Well I was all ready to be up in arms that Arrested Development had been missed out on your list after the wire took first place.
It is so fucking good.
Brilliant stuff sir although Dr Fishman is Ian Roberts from the similarly unloved but amazing Upright Citizens Brigade. Martin Mull plays, of course, master of disguise Gene Parmesan. (Lucille screams off-camera)
"Hey, where'd the producer go...?"
Hooray, Arrested Development is brilliant and I'm thrilled to see it at number one. What I particularly like about it is that when I bought the box set of series one in Zavvi (it was a while back), the bloke on the till congratulated me on my excellent taste.
Just to point out, though, that the BBC scheduling was even worse than you point out. The first series was, as you say, on BBC2 with the next episode on BBC4, while the second was first shown on BBC4 on the Thursday then repeated on BBC2 late on Sunday, but the BBC4 transmissions stopped halfway through the run. The third series was only on BBC2, in a series of ridiculous slots including one episode at the wonderful time of 1am.
Can't argue with that at all.
Good work, and congrats on an excellent series of posts.
Not an actor?

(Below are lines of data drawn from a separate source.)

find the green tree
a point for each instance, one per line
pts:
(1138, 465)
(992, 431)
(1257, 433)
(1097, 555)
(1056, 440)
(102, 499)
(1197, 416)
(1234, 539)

Well excuuuuusssssseeee meeeeee.
(pause)
Excuse me.
Thanks Steve, I'll try and correct that scheduling info in the article when I get time later. I was a bit vague on the scheduling of S3, and I suspect it *might* have been shown first in the UK on Bravo. Bravo certainly picked up the repeat rights to the first two seasons around the time season three was (intermittently) airing in the USA, but I'm not sure if the Bravo showings of S3 pre-dated the BBC broadcasts.
One thing for sure, the BBC certainly did drop the ball on their scheduling of Arrested Development. A rigid slot of Wednesday night 10pm on BBC Four, followed by a post-Newsnight repeat on Friday night BBC Two, would have made more sense. It's a bit of a shame the whole Fantasy Football League/Larry Sanders/Is It Bill Bailey?/Duckman post-pub Friday night BBC Two comedy slot has long since gone.
Incredibly late to the party, as ever, but bravo on putting Arrested Development at the top of the pile. Fully deserved.
And outstanding work on the whole list, obviously.